Liz Phair’s 1993 debut “Exile in Guyville” is considered an alt-rock classic of the decade. (Amy Harris/Invision/AP)

Liz Phair just released a new single, “Good Side,” about leaving a romantic partner, trying to wrap up a relationship without bad feelings and regrets, knowing when to call it quits, and moving on before things get ugly.
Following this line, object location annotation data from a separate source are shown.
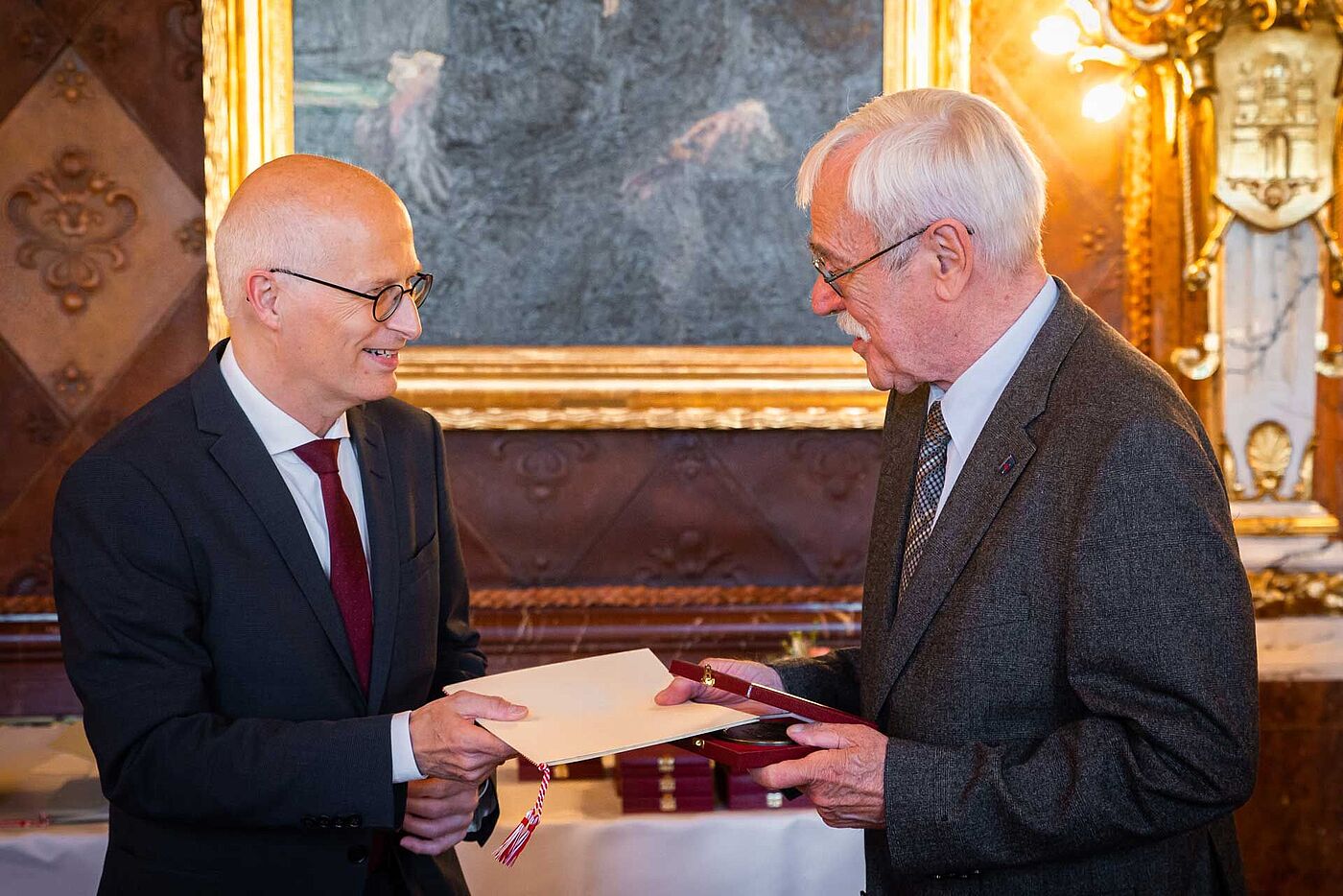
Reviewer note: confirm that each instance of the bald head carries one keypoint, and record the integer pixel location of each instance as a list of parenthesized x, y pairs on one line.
[(298, 212)]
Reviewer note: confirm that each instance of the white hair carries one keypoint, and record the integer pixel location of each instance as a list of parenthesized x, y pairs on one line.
[(939, 153)]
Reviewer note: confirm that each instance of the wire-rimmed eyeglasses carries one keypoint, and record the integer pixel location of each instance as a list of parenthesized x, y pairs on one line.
[(830, 278), (387, 299)]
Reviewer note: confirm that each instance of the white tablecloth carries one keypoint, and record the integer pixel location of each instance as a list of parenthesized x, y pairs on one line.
[(583, 846)]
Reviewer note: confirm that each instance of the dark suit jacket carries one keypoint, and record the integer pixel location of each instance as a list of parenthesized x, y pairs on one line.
[(234, 741), (1070, 680)]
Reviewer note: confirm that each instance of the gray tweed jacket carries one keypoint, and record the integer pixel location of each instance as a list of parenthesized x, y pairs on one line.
[(1070, 680)]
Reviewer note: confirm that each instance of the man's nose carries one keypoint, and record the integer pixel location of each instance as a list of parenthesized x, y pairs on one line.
[(405, 319), (825, 301)]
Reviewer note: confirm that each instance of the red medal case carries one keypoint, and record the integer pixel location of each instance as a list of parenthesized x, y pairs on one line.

Phair has always been unsentimental and boldly candid, particularly about the ways that needy and insecure lovers can mess with each others’ minds. In an age when the subject of toxic masculinity has become something to discuss and diagnose in popular culture, Phair’s songs, particularly her classic eye-opening 1993 debut full-length “Exile In Guyville,” seem to have been written with clairvoyance, X-ray vision, or just unblinking clarity, in addition to their timeless hookiness. The particular way that she wrote about sex, desire and disappointment from a female perspective was basically unprecedented. She’s a master at charting out the gulf between people incapable of articulating their real feelings, longings and fears.

Though Phair was coming from the world of scrappy DIY indie rock, you could compare some of her surgical insights and smarts to Joni Mitchell. There aren’t that many great-great double LP studio albums in rock — OK the Beatles’ “White Album,” the Stone’s “Exile” (which Phair was riffing on), Zep’s “Physical Graffiti,” Husker Du’s “Zen Arcade,” Fleetwood Mac’s “Tusk,” Hendrix’s “Electric Ladyland”; Phair’s record can stand right next to those. Her cutting sense of humor is a bonus and it’s another thing she’s got over most rock songwriters. Phair just published a memoir, “Horror Stories,” which is bound to offer a special look at the world of ‘90s rock.